The FCC’s planning effort presents the perfect opportunity for the U.S. government to take a comprehensive, holistic approach to these issues - because no matter how good we make our broadband networks (and they’re getting faster, and reaching more Americans, every day) our nation will never be able to take full advantage of what I like to call our "broadband opportunities" if we don’t comprehensively address the many legal and policy barriers to success.

A few weeks ago, I was an observer at a policy roundtable in Washington that explored broadband opportunities in areas such as education, health care and energy and barriers to achieving them. Read on to read about what was discussed, and my thoughts.

I heard a particularly compelling presentation by Susan Patrick, president and CEO of the International Association for K-12 Online Learning (iNACOL). She explained that "online learning" means much more than just "distance learning." It’s an efficient way to provide access to advance placement courses (one-third of high schools in the U.S. offer none), share master teacher resources (the entire state of Georgia has only 88 qualified physics teachers, and qualified only one in the last two years), and provide remediation learning.

The U.S. is not placing the kind of resources behind online education that other nations are, Patrick said. While the use of online education in the U.S. is growing 30 percent a year, that still means only one million students took advantage of such courses last year. By contrast, there was no online learning at all in Turkey three years ago – today, thanks to public/private partnerships, 15 million kids are participating.

Meanwhile, Singapore has 100 percent of its secondary school student population using online learning. In fact, every year they shut down all the schools to celebrate "E-Learning Week" and conduct all coursework online. China put its entire K-12 curriculum online three years ago. Mexico has done the same thing, while also providing a laptop to every teacher, and training every teacher in how to use online learning.

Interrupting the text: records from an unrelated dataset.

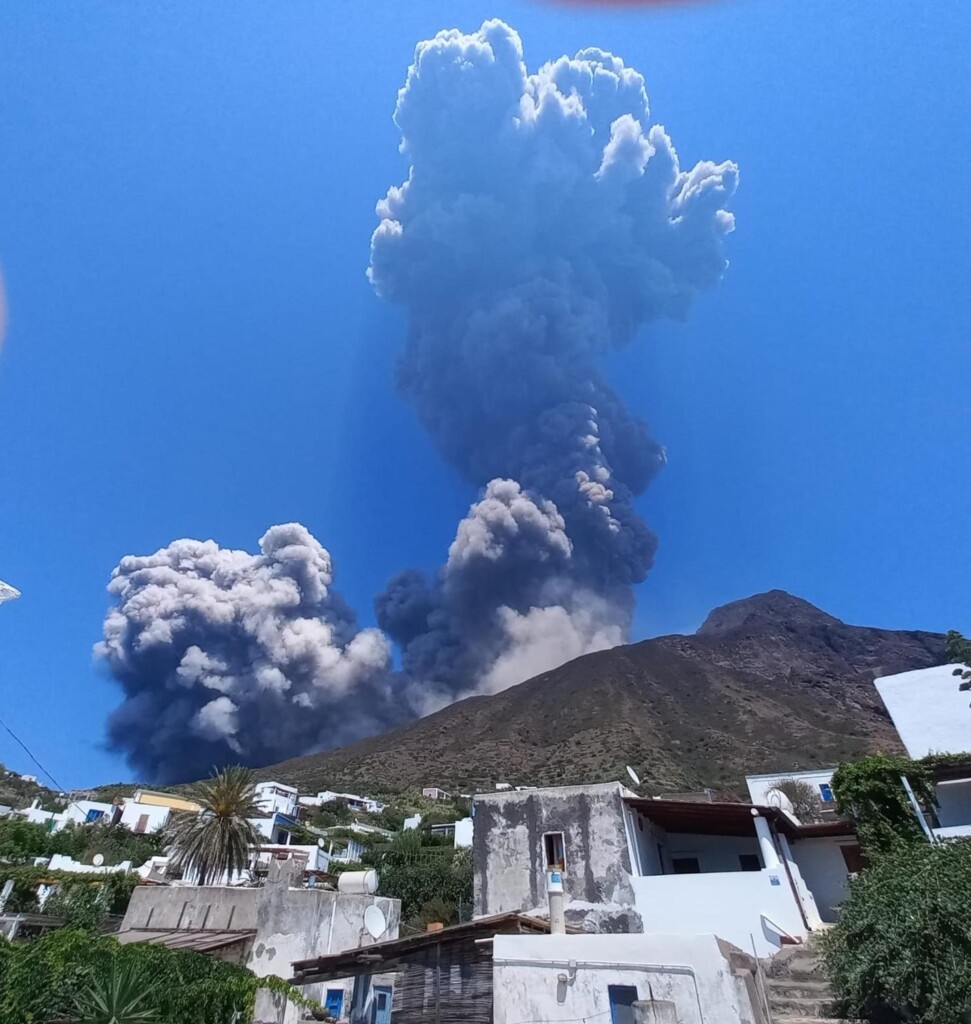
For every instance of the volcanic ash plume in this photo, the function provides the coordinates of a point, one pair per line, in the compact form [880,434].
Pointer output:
[227,655]
[542,223]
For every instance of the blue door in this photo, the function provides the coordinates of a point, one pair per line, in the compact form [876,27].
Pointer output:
[382,1005]
[335,1003]
[622,998]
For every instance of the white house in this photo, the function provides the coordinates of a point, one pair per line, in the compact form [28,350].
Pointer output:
[461,830]
[751,875]
[760,786]
[148,811]
[353,802]
[275,798]
[77,812]
[931,715]
[689,979]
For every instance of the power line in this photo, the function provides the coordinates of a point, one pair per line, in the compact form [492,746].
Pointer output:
[30,754]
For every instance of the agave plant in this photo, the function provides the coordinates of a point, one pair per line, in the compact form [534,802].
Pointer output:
[123,995]
[215,841]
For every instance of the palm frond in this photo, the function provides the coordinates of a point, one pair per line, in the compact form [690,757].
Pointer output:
[216,841]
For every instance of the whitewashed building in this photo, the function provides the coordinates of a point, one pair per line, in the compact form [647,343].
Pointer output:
[275,798]
[750,875]
[931,715]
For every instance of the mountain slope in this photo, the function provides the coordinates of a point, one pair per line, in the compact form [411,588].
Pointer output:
[766,683]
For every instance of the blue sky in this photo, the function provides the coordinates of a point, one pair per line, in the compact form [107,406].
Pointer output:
[186,196]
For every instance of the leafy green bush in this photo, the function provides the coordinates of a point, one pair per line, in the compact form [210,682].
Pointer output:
[39,979]
[22,841]
[419,875]
[901,949]
[871,793]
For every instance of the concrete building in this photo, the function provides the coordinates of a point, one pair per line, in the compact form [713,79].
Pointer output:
[352,801]
[461,830]
[149,811]
[265,929]
[275,798]
[760,786]
[632,864]
[676,979]
[77,812]
[931,715]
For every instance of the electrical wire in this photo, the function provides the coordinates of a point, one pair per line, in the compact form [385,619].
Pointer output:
[30,754]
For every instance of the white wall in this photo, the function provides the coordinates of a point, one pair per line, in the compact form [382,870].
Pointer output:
[689,971]
[930,713]
[463,832]
[759,785]
[275,798]
[954,799]
[60,862]
[821,864]
[714,853]
[132,813]
[734,905]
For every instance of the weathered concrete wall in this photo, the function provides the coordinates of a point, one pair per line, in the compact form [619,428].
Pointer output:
[508,849]
[192,908]
[566,977]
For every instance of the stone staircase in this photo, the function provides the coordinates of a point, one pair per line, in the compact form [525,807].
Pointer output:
[797,987]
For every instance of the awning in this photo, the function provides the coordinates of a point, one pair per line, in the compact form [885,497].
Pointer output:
[202,941]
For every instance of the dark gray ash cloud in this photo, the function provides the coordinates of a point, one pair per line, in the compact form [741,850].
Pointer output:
[544,222]
[224,655]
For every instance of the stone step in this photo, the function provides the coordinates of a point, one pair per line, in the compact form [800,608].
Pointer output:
[798,1006]
[798,988]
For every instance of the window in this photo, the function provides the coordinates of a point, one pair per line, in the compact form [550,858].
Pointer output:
[335,1003]
[622,999]
[553,848]
[853,858]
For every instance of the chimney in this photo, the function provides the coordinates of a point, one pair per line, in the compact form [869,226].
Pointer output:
[554,891]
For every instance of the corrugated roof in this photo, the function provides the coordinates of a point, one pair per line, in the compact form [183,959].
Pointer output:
[202,941]
[383,955]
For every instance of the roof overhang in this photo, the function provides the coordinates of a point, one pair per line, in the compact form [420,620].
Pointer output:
[386,955]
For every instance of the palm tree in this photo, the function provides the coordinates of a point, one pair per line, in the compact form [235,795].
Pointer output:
[122,995]
[215,841]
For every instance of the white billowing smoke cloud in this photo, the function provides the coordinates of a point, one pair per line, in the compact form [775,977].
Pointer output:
[543,222]
[222,652]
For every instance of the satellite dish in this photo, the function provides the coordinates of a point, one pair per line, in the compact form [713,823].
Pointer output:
[375,922]
[775,798]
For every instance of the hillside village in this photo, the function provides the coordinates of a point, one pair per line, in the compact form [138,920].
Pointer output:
[511,903]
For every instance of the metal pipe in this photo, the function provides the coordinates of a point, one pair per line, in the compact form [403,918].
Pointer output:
[610,966]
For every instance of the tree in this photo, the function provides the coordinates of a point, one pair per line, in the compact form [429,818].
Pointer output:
[805,799]
[901,949]
[871,792]
[216,840]
[958,650]
[122,994]
[41,979]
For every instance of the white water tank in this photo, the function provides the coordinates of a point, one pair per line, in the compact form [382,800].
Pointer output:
[357,883]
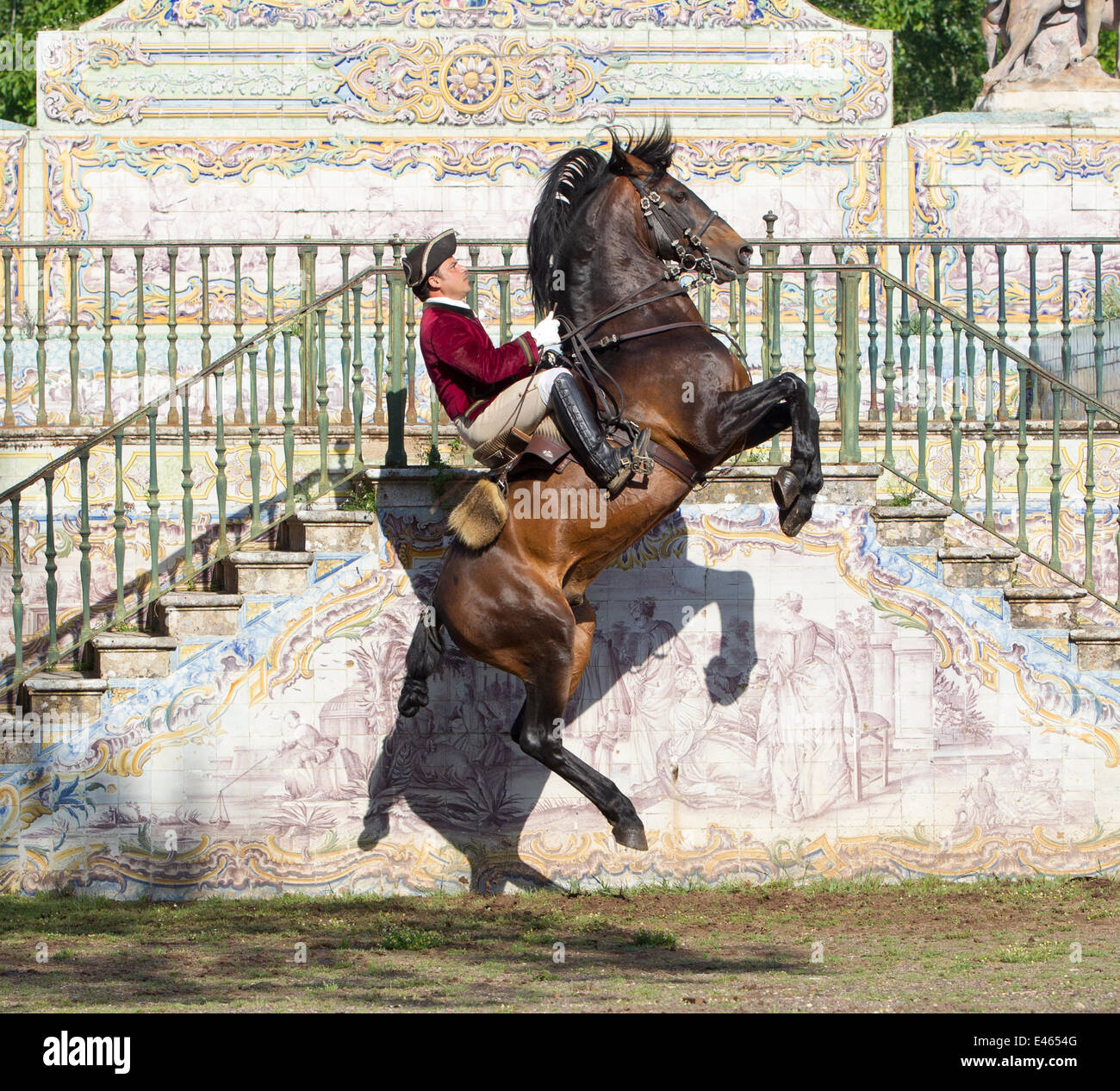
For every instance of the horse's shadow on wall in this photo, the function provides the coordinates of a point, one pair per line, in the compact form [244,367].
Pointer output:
[455,765]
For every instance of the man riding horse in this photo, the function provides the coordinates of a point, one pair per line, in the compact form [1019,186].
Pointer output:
[488,391]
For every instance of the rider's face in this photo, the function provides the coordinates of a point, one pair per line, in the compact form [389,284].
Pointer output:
[452,279]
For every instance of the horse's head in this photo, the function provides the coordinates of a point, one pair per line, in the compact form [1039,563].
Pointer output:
[684,228]
[676,227]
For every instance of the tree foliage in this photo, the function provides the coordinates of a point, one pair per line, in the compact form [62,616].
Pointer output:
[21,21]
[939,52]
[940,57]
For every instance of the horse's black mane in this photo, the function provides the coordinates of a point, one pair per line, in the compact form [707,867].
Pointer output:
[570,180]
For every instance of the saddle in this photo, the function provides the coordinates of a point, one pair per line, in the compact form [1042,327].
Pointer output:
[516,452]
[508,449]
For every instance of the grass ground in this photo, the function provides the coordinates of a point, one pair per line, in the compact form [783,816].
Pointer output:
[926,945]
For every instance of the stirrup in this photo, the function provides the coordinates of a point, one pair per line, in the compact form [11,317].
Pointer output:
[638,459]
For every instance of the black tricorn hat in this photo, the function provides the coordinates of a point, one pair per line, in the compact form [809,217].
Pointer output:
[422,260]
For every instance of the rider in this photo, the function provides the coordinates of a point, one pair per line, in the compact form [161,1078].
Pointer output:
[488,391]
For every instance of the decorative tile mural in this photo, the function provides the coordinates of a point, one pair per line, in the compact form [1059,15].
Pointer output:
[775,708]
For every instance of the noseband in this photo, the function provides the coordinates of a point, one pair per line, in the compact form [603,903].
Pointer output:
[671,235]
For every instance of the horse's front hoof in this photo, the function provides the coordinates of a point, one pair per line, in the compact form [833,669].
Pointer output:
[785,486]
[631,832]
[796,516]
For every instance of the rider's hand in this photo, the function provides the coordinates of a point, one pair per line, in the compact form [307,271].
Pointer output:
[547,333]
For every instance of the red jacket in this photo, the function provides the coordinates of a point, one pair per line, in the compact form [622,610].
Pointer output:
[463,365]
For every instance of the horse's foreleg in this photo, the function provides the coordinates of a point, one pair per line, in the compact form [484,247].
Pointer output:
[549,686]
[756,414]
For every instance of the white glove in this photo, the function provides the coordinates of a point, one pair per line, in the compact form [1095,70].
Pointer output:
[547,334]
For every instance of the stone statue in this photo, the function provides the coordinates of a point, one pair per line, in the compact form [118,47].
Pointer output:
[1048,45]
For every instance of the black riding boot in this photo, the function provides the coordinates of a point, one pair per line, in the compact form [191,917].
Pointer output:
[612,467]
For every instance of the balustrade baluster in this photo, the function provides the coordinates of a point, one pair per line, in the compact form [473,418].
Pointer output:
[358,391]
[970,348]
[1001,326]
[939,359]
[254,451]
[923,391]
[989,443]
[208,417]
[221,485]
[873,334]
[289,428]
[1034,399]
[410,344]
[1090,499]
[270,348]
[1098,321]
[320,314]
[40,335]
[955,415]
[810,277]
[1056,398]
[345,415]
[75,417]
[379,344]
[172,335]
[17,593]
[141,332]
[189,503]
[152,510]
[239,336]
[904,318]
[52,567]
[1020,477]
[119,522]
[85,569]
[888,377]
[9,415]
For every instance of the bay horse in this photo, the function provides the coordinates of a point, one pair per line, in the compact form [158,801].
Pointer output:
[600,238]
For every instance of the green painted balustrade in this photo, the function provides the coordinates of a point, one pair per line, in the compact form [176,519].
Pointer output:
[905,345]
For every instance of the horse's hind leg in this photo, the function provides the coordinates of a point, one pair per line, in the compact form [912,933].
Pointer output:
[756,414]
[549,687]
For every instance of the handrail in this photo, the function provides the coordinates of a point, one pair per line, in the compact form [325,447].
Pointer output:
[171,395]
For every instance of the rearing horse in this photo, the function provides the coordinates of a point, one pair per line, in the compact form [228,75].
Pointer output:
[600,234]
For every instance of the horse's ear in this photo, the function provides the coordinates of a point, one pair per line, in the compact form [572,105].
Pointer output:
[619,163]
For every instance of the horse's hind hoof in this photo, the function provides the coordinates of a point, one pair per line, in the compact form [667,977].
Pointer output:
[796,516]
[785,486]
[631,832]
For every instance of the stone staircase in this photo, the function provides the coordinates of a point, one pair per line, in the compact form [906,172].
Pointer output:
[990,574]
[317,541]
[252,583]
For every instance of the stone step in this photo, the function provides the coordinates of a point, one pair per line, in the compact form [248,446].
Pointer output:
[1044,608]
[967,566]
[134,654]
[1098,647]
[332,531]
[65,695]
[911,524]
[198,614]
[269,572]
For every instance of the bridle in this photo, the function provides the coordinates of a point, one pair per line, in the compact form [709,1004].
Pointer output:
[675,241]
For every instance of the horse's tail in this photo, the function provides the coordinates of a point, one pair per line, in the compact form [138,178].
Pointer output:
[422,658]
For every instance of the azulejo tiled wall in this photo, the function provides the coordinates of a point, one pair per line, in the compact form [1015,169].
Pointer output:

What stands in the way of wider use of online learning in the U.S.? Patrick identifies a number of barriers, including divergent state academic standards ("there really aren’t 50 different ways to teach Algebra 1"), failure of states to provide adequate appropriations for the "virtual schools" they have, failure to make competency in online instruction part of teacher qualification criteria, and – despite a decade-long effort through the E-Rate program to get schools online –a continuing lack of sufficient broadband resources in the schools.

What can we do? Patrick offers a number of recommendations: remove the legal restrictions that bar the Department of Education from even exploring national curriculum standards, use federal dollars from existing programs (like No Child Left Behind and the new economic stimulus program) to expand educational options and reach more kids in school and at home with broadband, target more federal teacher training dollars toward online teaching, and benchmark our online education efforts against the top 10 countries (something she says the National Governors Assn. wants to do and that Education Secretary Duncan supports).

This is the kind of holistic thinking that I hope will inform the FCC’s national broadband plan.